Jun 18, 2012 16:51 GMT  ·  By

During a design presentation, Mozilla revealed its ambitious goal of putting a browser on the iPad. Not Firefox, since it can't have Gecko in the APp Store, but a brand new browser, the first since Firefox. But it also revealed a couple of other things it's working on.

Mozilla has the inventor of the browser search box working for it, coming from Opera, in the team that is doing advanced usability research.

One of the things it's been working on is improving the search box, by removing it completely. Firefox is the last browser to have a search box in the UI, Chrome never had one and all other major browsers are dropping it.

Firefox will do the same, but Mozilla is thinking about going further than the other browsers have by giving users choice.

The problem with the search box is that the vast majority of people just use it with one search engine, the one they have on by default, generally Google.

Mozilla found that only about 17 percent of users ever clicked on the drop-down search engine selection menu in the search box. Of those 17 percent, only about half actually chose a different search engine, ever.

Even the ones that do use the feature for more search engines are annoyed by the functionality. The reality is that people do use one search engine all the time and a few others on occasion, for specialized searches.

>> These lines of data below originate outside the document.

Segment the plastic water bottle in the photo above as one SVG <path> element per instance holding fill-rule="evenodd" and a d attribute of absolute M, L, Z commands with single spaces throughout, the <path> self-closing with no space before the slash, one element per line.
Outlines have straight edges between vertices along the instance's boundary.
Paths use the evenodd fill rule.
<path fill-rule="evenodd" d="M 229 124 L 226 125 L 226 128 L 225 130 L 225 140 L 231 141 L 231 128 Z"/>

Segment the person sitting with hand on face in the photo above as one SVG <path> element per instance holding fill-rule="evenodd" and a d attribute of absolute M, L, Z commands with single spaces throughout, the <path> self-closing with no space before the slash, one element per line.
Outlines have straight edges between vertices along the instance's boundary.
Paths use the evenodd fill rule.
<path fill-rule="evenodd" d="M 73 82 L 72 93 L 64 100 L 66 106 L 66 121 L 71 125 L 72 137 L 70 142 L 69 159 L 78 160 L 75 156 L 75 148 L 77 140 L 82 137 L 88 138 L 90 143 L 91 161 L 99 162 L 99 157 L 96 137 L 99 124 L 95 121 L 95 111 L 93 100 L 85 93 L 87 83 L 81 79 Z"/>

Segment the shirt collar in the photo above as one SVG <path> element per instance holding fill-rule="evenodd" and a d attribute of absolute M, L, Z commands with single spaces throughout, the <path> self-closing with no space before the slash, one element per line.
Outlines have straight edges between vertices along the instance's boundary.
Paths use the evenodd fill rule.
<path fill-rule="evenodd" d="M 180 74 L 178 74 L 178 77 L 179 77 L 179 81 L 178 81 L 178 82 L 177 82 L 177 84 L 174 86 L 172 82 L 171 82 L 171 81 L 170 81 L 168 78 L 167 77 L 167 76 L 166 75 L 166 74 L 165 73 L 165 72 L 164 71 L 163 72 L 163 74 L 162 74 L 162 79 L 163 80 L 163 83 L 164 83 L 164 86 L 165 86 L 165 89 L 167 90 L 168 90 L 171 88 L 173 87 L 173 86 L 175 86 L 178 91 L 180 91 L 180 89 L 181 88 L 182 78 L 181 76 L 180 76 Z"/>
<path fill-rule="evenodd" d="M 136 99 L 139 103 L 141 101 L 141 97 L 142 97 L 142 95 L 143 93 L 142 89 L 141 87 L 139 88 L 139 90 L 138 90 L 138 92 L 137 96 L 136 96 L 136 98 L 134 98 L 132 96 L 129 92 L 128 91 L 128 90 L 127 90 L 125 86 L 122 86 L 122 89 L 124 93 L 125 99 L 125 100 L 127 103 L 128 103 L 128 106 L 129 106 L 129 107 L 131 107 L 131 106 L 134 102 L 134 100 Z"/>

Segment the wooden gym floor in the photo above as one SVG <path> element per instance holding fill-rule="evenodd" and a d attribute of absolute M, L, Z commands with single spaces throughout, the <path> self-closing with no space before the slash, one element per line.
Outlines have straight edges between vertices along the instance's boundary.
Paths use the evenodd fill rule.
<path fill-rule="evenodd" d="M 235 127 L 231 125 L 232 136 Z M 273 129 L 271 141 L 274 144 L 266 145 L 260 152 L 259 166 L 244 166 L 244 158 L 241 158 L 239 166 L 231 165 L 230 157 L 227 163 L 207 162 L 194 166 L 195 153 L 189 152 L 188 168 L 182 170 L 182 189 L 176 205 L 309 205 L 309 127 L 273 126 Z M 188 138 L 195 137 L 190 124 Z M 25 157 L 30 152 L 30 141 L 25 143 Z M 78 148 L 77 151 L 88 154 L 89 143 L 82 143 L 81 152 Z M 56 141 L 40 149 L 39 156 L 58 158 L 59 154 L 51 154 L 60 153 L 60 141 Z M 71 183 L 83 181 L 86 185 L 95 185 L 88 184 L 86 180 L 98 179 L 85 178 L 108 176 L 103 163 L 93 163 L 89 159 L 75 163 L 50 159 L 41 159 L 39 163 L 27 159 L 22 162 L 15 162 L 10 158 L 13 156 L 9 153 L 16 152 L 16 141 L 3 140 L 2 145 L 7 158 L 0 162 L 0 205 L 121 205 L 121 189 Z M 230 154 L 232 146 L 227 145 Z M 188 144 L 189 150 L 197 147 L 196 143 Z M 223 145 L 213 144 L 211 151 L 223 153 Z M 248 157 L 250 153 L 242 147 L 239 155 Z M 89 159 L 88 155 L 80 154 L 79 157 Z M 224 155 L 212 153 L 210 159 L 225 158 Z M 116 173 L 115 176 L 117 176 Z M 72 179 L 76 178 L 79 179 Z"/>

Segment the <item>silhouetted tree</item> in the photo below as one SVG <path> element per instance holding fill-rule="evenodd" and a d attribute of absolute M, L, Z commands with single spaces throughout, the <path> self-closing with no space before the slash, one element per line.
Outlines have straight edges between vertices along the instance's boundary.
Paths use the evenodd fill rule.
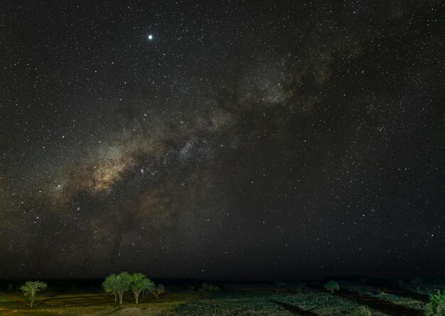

But if they switch to one of these rarely used search engines, it will remain selected until they change back to their main one, so they'll more often than not do a search on an engine they didn't want to.

Mozilla figured out how to get rid of the problem entirely by switching things around. Now, with the search box, people first refine (i.e. the choose the engine they want) and then search. With Search Tabs, a new concept Mozilla is working on, it's the other way around.

Users first search, in the unified address bar, and then pick the search engine they want to use via a panel on the left. The result, Mozilla found in testing, is that people start using more search engines more often simply because it's more obvious to them that there are options and they're only one click away.

It seems like a minor change, but it has a huge effect in practice. People will use more search engines that can only be a good thing for the search market. It also enables smaller competitors to get a lot more attention and a lot more searches, if they convince users to add them it their search panel.

For now, the feature is experimental, but it's almost guaranteed that it will end up in Firefox, sooner rather than later. What's more, Mozilla boasts that, a rare thing recently, this will be Firefox taking the lead by adding something that other browsers don't have and, even better, won't implement. This is not something you're going to see in Chrome or IE any time soon.